Former police sergeant with 22 years of service, now retired risk manager,  and over 20 years long service as a J.P. Qualified

Rainbow Beach Police Beat was opened on 22 November 2006.

At the launch it was stated the reason for its existence was due to rapid growth in the town. The population at that time was 999.

The government must have taken into consideration the tourists visiting the area as the difference in permanent residents between the 2001 and 2006 census was one additional permanent resident over that 5 years.

Some 14 years later, today, I believe that argument is even more relevant for an upgrade to a fully designated police station.

The permanent population in 2020 in Rainbow Beach is conservatively estimated to be above 1,300 and growing, partly due to its desirability as a lifestyle and retirement location.

Since that time the number of tourists flocking to the area has also increased considerably.

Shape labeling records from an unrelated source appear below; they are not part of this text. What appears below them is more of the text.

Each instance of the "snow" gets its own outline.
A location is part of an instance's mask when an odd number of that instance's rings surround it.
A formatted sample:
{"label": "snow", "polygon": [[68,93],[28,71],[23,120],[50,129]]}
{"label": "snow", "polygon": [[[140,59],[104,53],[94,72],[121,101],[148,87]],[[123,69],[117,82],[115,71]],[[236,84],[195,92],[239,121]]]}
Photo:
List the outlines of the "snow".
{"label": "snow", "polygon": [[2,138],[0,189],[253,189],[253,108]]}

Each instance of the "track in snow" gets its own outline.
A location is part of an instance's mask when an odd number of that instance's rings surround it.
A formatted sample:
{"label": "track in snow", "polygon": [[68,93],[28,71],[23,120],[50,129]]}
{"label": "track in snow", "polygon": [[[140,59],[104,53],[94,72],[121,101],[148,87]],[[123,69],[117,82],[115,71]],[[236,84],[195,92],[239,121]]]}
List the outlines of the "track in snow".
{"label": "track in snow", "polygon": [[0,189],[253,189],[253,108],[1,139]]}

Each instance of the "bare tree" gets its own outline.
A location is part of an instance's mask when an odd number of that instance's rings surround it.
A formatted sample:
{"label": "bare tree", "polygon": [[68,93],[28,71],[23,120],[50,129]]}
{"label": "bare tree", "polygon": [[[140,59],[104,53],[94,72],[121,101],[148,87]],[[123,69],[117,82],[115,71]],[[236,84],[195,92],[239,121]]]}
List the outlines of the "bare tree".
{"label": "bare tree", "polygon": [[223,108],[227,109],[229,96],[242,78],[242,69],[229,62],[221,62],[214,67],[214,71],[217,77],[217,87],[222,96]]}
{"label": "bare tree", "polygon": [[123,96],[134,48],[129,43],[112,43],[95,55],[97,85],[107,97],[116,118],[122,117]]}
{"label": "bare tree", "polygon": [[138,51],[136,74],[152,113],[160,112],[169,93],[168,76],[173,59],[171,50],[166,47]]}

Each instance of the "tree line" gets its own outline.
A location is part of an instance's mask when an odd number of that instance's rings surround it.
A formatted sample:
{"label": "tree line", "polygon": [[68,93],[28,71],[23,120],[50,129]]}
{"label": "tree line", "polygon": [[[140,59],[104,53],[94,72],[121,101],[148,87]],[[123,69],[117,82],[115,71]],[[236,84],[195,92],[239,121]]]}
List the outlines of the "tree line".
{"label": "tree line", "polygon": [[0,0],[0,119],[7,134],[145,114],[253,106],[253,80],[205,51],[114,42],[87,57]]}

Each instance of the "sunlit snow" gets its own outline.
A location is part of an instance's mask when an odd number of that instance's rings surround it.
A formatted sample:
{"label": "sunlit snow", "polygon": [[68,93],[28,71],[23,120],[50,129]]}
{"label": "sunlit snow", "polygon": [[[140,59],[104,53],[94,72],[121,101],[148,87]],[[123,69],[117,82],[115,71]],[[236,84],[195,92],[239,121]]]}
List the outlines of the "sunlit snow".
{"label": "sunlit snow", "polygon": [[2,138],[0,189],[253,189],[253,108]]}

Current data is not available at this time, however a Gympie Times article in December 2017 reported:

“According to figures from Surf Life Saving Queensland, more than 212,000 set foot on the popular beach in 2016, a staggering 164% jump from 2012’s numbers. And things are not slowing down, either, with more than 203,000 people on the beach recorded in the first nine months of 2017, a trend which puts Rainbow Beach on track to host more than 275,000 by year’s end.”

And that was three years ago – the numbers could only go one way and that’s up.

We have recently seen improvements in the town in regards to other emergency services, namely the new permanent ambulance station, and the new fire station and SES headquarters.

It is now time to progress to a permanent police station at Rainbow Beach with all the facilities that other towns enjoy.

The visitors are not just coming to Rainbow Beach during peak holiday periods – there has been a continual build up in visitors from Australia and overseas, together with people travelling to the area on weekends. Increasing numbers of backpackers are also a constant in Rainbow Beach.

The attached is a list of only some of the many Queensland towns that have permanent police stations, the data was taken from the 2016 census. Few of these towns have the high population fluctuations that Rainbow Beach experiences although some have larger geographical areas to cover.

Populations in some of these towns have actually decreased since the census but the full time police stations remain.

Rainbow Beach may be a small area geographically but that also means that there is a huge increase in population per square kilometre at these peak times. The following historical argument regarding allocation of resources based on area is relevant:

During the course of the 1993 Commonwealth grants commission hearing, the Queensland government questioned the existence of a simple correlation between high crime rates and urbanisation, claiming that rapidly growing fringe areas and tourist areas were more likely to foster higher crime rates than areas characterised merely by high population densities. At a conference on Law and Order issues held in Sydney in June 1992 by the Commission, Queensland cited a “lack of social cohesion”, such as can be seen in tourist areas, as an important determinant of high crime rates and claimed that the growth of crime was not proportional to the size of an urban area.

Reference POLICE RESOURCE ALLOCATION by Catherine Bright and John Walker 1993

While we fortunately don’t currently have the high crime rate of some other tourist areas, we have all still noticed a sharp increase in antisocial incidents.  So we need to act and get proactive now to support a submission to the government , rather than be reactive to issues that may arise at some future point.